THE TOWN THAT NEVER SLEEPS
A lady flips sizzling tuna steaks on the makeshift barbecue. She
laughs when I ask her about the town that never sleeps.
“Any hour of the day,” yells the resident of Guoyave on
Grenada’s
northwest coast, over the bass tones that rumble down the
cobblestone street like a rogue wave from speakers piled three
metres high. “Rummies crawl home, fishermen head out to sea.
Never sleeps.”
Fish Fridays are the highlight of the Grenadian social calendar,
a combination of church social and jump-up.
It’s mostly a local institution but visitors are cordially
invited.
GROS ISLET JUMP-UP
St. Lucia
is blessed with incredible scenery, lush vegetation, perfect
beaches and a smattering of soporific fishing villages.
Unless you’re there on Friday night, wandering on the streets of
Gros Islet.
Picture a local resident dancing with a beer bottle balanced on
his head. Writhing bodies, sweat-glistened and downright
sensual, dancing in the barricaded streets.
It all started about 20 years ago when an enterprising bar owner
moved a pair of speakers onto the pavement outside his
establishment and cranked up the music.
It’s called a “jump-up” because that’s a necessary prerequisite
to dancing.
But it’s not for the faint of heart.
FAREWELL TO MEAT
Just before the self-denial that characterizes Lent,
Trinidadians
pull out all the stops for Carnival.
The festival’s name comes from the Latin: “carne” for meat,
“vale” for farewell.
That might signal the end of meat, but it’s just the beginning
of the party.
The chief can’t-miss event is “J’ouverte.”

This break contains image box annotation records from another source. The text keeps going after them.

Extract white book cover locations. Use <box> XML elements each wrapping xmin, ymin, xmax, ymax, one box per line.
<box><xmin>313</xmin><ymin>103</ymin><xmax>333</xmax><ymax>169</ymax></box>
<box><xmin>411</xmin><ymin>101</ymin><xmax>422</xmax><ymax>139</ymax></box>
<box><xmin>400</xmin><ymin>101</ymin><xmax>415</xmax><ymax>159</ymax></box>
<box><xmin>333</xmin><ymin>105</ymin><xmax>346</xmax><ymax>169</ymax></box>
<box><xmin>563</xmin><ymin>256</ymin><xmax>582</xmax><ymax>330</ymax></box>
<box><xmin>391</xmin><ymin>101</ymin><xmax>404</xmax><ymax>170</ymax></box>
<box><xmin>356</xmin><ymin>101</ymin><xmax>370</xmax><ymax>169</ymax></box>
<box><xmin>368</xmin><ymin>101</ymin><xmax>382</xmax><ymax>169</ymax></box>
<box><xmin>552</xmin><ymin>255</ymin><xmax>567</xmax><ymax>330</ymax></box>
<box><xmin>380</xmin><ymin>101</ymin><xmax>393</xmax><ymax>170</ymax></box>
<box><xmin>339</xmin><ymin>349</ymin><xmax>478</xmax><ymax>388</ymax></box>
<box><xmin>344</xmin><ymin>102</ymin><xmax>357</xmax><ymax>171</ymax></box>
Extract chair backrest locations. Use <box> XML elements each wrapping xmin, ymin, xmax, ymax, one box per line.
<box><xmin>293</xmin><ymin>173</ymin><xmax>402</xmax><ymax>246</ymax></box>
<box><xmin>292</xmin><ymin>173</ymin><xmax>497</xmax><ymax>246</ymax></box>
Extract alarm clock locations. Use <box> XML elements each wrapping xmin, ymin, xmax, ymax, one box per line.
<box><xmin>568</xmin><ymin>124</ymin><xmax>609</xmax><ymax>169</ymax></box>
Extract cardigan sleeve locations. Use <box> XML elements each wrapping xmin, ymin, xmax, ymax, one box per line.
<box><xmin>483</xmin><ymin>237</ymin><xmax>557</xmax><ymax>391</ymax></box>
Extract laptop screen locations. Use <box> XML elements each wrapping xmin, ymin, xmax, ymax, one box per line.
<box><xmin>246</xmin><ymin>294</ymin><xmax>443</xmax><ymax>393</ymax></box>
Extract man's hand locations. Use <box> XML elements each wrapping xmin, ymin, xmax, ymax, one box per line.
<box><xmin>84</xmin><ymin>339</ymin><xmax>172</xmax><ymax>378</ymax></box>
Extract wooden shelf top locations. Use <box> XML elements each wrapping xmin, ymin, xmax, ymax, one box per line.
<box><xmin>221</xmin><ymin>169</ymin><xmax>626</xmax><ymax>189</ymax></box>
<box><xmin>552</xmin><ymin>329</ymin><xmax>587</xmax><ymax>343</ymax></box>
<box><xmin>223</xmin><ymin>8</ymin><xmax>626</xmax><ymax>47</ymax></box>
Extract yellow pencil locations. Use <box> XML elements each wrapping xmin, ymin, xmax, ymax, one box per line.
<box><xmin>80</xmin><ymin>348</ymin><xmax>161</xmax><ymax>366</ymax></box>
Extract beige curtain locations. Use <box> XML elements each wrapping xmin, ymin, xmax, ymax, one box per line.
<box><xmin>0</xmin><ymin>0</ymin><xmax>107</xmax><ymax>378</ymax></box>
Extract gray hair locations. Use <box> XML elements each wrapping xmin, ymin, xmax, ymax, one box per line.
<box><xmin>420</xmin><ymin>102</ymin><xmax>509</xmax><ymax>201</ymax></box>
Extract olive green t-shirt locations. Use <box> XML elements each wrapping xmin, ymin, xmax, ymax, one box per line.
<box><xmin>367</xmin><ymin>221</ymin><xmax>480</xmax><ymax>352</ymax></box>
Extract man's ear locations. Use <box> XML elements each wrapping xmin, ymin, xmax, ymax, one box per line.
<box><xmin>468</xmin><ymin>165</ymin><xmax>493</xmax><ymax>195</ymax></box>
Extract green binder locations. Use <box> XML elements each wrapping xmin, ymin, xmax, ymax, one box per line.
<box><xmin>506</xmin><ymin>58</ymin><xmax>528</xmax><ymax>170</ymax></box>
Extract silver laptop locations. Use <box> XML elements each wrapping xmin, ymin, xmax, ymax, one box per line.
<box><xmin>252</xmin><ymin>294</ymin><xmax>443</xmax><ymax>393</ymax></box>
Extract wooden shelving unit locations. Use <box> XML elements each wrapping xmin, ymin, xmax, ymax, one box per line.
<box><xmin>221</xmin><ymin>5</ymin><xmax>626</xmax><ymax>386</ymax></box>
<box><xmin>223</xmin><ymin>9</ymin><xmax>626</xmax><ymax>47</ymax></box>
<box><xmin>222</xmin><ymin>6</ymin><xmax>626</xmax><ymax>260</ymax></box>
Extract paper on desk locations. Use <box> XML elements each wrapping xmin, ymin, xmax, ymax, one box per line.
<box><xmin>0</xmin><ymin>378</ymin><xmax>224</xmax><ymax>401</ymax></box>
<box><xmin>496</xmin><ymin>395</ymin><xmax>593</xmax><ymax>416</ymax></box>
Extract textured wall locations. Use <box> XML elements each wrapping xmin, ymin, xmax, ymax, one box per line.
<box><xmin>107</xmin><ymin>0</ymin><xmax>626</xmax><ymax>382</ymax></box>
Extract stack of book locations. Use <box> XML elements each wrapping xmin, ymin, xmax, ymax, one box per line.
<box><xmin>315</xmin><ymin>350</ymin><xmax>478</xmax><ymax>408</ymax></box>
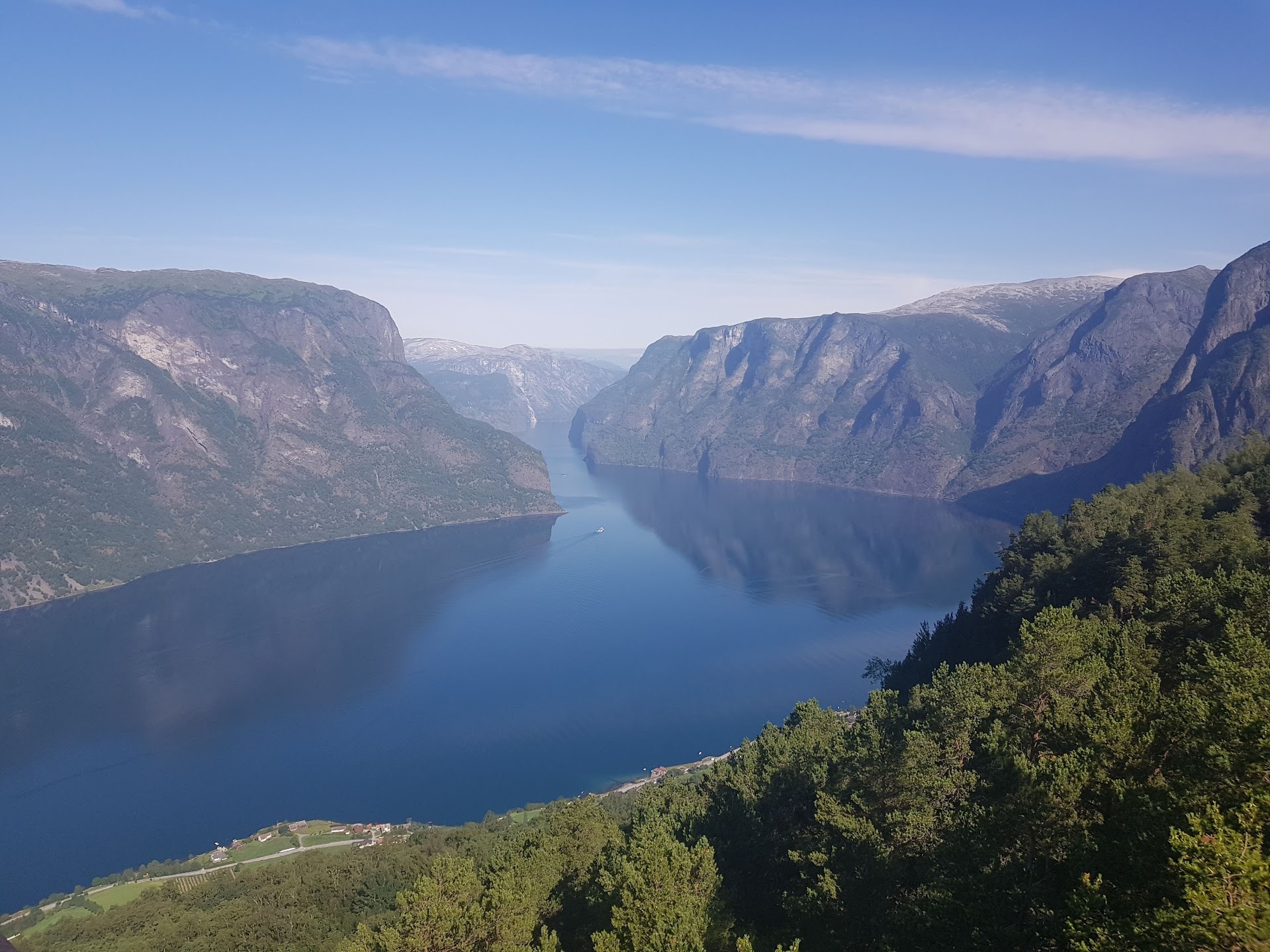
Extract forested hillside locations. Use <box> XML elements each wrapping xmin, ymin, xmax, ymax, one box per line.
<box><xmin>19</xmin><ymin>438</ymin><xmax>1270</xmax><ymax>952</ymax></box>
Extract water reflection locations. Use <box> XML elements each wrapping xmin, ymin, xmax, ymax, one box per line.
<box><xmin>593</xmin><ymin>467</ymin><xmax>1010</xmax><ymax>617</ymax></box>
<box><xmin>0</xmin><ymin>517</ymin><xmax>557</xmax><ymax>775</ymax></box>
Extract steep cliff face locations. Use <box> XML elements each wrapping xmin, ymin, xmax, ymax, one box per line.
<box><xmin>1111</xmin><ymin>242</ymin><xmax>1270</xmax><ymax>478</ymax></box>
<box><xmin>405</xmin><ymin>337</ymin><xmax>622</xmax><ymax>433</ymax></box>
<box><xmin>572</xmin><ymin>278</ymin><xmax>1118</xmax><ymax>496</ymax></box>
<box><xmin>572</xmin><ymin>315</ymin><xmax>974</xmax><ymax>495</ymax></box>
<box><xmin>0</xmin><ymin>261</ymin><xmax>557</xmax><ymax>608</ymax></box>
<box><xmin>948</xmin><ymin>267</ymin><xmax>1216</xmax><ymax>495</ymax></box>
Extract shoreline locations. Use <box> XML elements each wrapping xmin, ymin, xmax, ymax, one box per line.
<box><xmin>0</xmin><ymin>507</ymin><xmax>569</xmax><ymax>616</ymax></box>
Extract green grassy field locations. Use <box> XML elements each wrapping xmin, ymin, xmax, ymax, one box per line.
<box><xmin>22</xmin><ymin>906</ymin><xmax>97</xmax><ymax>935</ymax></box>
<box><xmin>297</xmin><ymin>833</ymin><xmax>353</xmax><ymax>847</ymax></box>
<box><xmin>224</xmin><ymin>835</ymin><xmax>296</xmax><ymax>866</ymax></box>
<box><xmin>507</xmin><ymin>807</ymin><xmax>545</xmax><ymax>822</ymax></box>
<box><xmin>89</xmin><ymin>881</ymin><xmax>161</xmax><ymax>909</ymax></box>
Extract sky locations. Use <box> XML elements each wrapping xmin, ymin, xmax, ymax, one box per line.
<box><xmin>0</xmin><ymin>0</ymin><xmax>1270</xmax><ymax>348</ymax></box>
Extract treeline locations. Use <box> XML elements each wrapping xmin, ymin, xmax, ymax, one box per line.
<box><xmin>21</xmin><ymin>439</ymin><xmax>1270</xmax><ymax>952</ymax></box>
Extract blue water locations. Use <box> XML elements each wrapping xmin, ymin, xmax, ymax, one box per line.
<box><xmin>0</xmin><ymin>425</ymin><xmax>1009</xmax><ymax>909</ymax></box>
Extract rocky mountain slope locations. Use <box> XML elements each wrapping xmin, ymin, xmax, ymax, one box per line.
<box><xmin>950</xmin><ymin>267</ymin><xmax>1216</xmax><ymax>495</ymax></box>
<box><xmin>1112</xmin><ymin>242</ymin><xmax>1270</xmax><ymax>478</ymax></box>
<box><xmin>0</xmin><ymin>261</ymin><xmax>557</xmax><ymax>608</ymax></box>
<box><xmin>572</xmin><ymin>243</ymin><xmax>1270</xmax><ymax>514</ymax></box>
<box><xmin>572</xmin><ymin>277</ymin><xmax>1119</xmax><ymax>496</ymax></box>
<box><xmin>405</xmin><ymin>337</ymin><xmax>622</xmax><ymax>433</ymax></box>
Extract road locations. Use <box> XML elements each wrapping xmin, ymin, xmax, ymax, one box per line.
<box><xmin>0</xmin><ymin>839</ymin><xmax>366</xmax><ymax>938</ymax></box>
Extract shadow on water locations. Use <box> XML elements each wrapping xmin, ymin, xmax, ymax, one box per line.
<box><xmin>593</xmin><ymin>467</ymin><xmax>1011</xmax><ymax>618</ymax></box>
<box><xmin>0</xmin><ymin>515</ymin><xmax>557</xmax><ymax>778</ymax></box>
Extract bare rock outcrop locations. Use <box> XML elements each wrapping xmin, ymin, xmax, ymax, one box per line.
<box><xmin>0</xmin><ymin>261</ymin><xmax>557</xmax><ymax>608</ymax></box>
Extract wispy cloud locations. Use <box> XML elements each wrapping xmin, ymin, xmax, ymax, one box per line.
<box><xmin>48</xmin><ymin>0</ymin><xmax>167</xmax><ymax>21</ymax></box>
<box><xmin>286</xmin><ymin>37</ymin><xmax>1270</xmax><ymax>167</ymax></box>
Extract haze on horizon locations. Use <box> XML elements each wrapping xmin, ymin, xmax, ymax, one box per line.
<box><xmin>0</xmin><ymin>0</ymin><xmax>1270</xmax><ymax>348</ymax></box>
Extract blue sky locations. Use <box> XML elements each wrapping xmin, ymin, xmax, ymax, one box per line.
<box><xmin>0</xmin><ymin>0</ymin><xmax>1270</xmax><ymax>347</ymax></box>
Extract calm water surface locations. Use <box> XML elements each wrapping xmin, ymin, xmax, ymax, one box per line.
<box><xmin>0</xmin><ymin>427</ymin><xmax>1009</xmax><ymax>909</ymax></box>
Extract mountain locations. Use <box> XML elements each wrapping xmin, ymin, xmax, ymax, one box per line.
<box><xmin>874</xmin><ymin>275</ymin><xmax>1120</xmax><ymax>386</ymax></box>
<box><xmin>555</xmin><ymin>347</ymin><xmax>644</xmax><ymax>373</ymax></box>
<box><xmin>0</xmin><ymin>261</ymin><xmax>559</xmax><ymax>608</ymax></box>
<box><xmin>950</xmin><ymin>267</ymin><xmax>1216</xmax><ymax>495</ymax></box>
<box><xmin>1114</xmin><ymin>242</ymin><xmax>1270</xmax><ymax>478</ymax></box>
<box><xmin>572</xmin><ymin>277</ymin><xmax>1119</xmax><ymax>496</ymax></box>
<box><xmin>405</xmin><ymin>337</ymin><xmax>623</xmax><ymax>433</ymax></box>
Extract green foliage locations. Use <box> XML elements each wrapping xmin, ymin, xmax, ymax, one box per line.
<box><xmin>22</xmin><ymin>441</ymin><xmax>1270</xmax><ymax>952</ymax></box>
<box><xmin>592</xmin><ymin>812</ymin><xmax>719</xmax><ymax>952</ymax></box>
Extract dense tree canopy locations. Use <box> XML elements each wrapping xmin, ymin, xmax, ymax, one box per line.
<box><xmin>21</xmin><ymin>439</ymin><xmax>1270</xmax><ymax>952</ymax></box>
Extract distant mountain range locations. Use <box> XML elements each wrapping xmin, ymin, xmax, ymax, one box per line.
<box><xmin>405</xmin><ymin>337</ymin><xmax>626</xmax><ymax>433</ymax></box>
<box><xmin>0</xmin><ymin>261</ymin><xmax>559</xmax><ymax>608</ymax></box>
<box><xmin>572</xmin><ymin>243</ymin><xmax>1270</xmax><ymax>509</ymax></box>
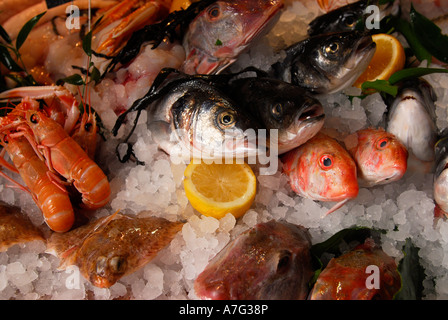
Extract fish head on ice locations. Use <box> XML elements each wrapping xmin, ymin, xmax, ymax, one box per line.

Floats with mud-splattered dancers; lascivious costumes that
make the people wearing them look like strutting peacocks;
calypso music you feel in the pit of your stomach; the world’s
biggest steel band competition.
All in a city ringed by mountains, nearly a million people
thronging the streets in a celebration that, according to one
anthropologist, makes New Orleans’ Mardi Gras “look like a
Veterans Day parade.”
Think Caribana. To the nth degree.
Mark Stevens is a freelance writer based in
Caledon, Ont.
JUST THE FACTS
ARRIVING:
Air Canada has just
launched a non-stop flight from Toronto to St. Thomas, a quick
ferry ride away from Tortola. It offers twice-weekly non-stop
flights to Antigua, four weekly flights to St. Lucia and a
Saturday non-stop flight to Sint Maarten, a 40-minute ferry ride
from Anguilla.
Caribbean Airlines has
non-stop flights to Trinidad and
WestJet offers non-stop to
Sint Maarten and St. Lucia.
EATING: Nosh on fish cakes at Gros Islet, grilled lobster
on St. Martin, the ribs at Shirley Heights and the tuna kebabs
in Guoyave.
DRINKING: Painkillers at Soggy Dollar. The rum punch at
Shirley Heights. Go for a Duneshine or Dune rum punch in
Anguilla; sip a Heineken at the Heineken. Down anything with
Chairman Reserve Rum or a Piton beer at Gros Islet.
PARTY CENTRAL: Every full moon at Bomba Shack in BVI,
every Sunday at Soggy Dollar on Jost Van Dyke and
Shirley Heights in
Antigua. Every Friday at
Gros Islet and
Grenada’s Guoyave. The
Heineken Regatta happens
from March 1-4, while the Trinidad Carnival “J’Ouverte” is Feb.